I’ve known for a long time that C is primarily concerned with modeling the way the modern CPU works. It isn’t a language for high-level conceptual abstractions, or if it is, those abstractions are awfully leaky considering how you have to worry about memory allocation and freeing, pointers, array lengths, and so on. C was intended to save hackers from programming in assembly languages, and it succeeded. But you still have to know what you’re doing.
The C Primer has taken me from 0 to about 40mph with C in a month. I love the way each chapter focuses on a set of functions or concepts and remains focused on them. Even when a more advanced topic is briefly introduced, the author keeps it simple so I don’t get completely lost at the start. I’ve hardly noticed the effort of progressing from
sprintf() to advanced data types. Even with my less-than-perfect attention span, I can recall each step of “how I got here” as new, complicated subjects are introduced.
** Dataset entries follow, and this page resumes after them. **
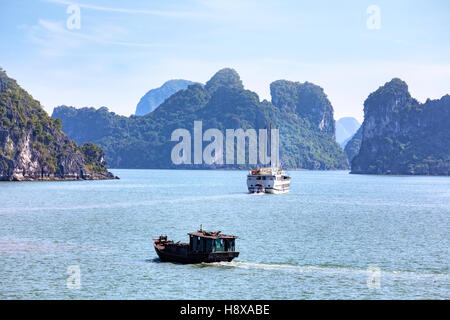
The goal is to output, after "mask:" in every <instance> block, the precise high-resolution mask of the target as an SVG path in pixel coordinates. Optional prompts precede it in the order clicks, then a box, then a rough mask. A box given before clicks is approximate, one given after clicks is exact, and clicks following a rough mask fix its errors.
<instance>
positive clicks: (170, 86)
mask: <svg viewBox="0 0 450 320" xmlns="http://www.w3.org/2000/svg"><path fill="white" fill-rule="evenodd" d="M191 84H194V82H192V81H189V80H183V79H175V80H169V81H166V82H164V84H163V85H162V86H161V87H159V88H155V89H151V90H149V91H148V92H147V93H146V94H145V95H144V96H143V97H142V98H141V100H139V103H138V104H137V106H136V113H135V114H136V115H137V116H143V115H146V114H147V113H150V112H152V111H153V110H155V109H156V108H157V107H158V106H159V105H160V104H161V103H163V102H164V100H166V99H167V98H168V97H170V96H171V95H173V94H174V93H175V92H177V91H180V90H185V89H186V88H187V87H188V86H189V85H191Z"/></svg>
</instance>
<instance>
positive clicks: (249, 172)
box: [247, 168, 291, 194]
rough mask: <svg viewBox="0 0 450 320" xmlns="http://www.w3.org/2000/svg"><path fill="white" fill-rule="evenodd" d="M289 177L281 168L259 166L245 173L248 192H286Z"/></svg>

And it helps that Prata has a good sense of humor, too.
I want to read, and possibly even hack, the source code to the major open source software applications I use regularly. I want to know more about how Apache and Mozilla, for instance, work internally. I was really impressed when Chad Fowler answered a question about Ruby by popping open the C source to find out. That’s why I’ve decided it’s time to learn C. Code Reading is advertised as a primer on reading source code. How do you parse someone else’s code when there are no comments and the style is not your own?
I have mixed feelings about the book. On the one hand, a chapter about pointers and all the ways they can be used, backed up with source code from Unix apps, is very helpful. (Most of the code Spinellis offers is in C, so it’s a good compliment to The C Primer.) I was especially pleased with the discussion of binary search and the use of variants and invariants to analyze looping control structures–meat and potatoes!
But there isn’t as much emphasis on strategies for approaching strange code as I’d hoped. And the upcoming chapters on coding conventions and documentation don’t promise to be all that different from the stuff you read in other programming books. We’ll see.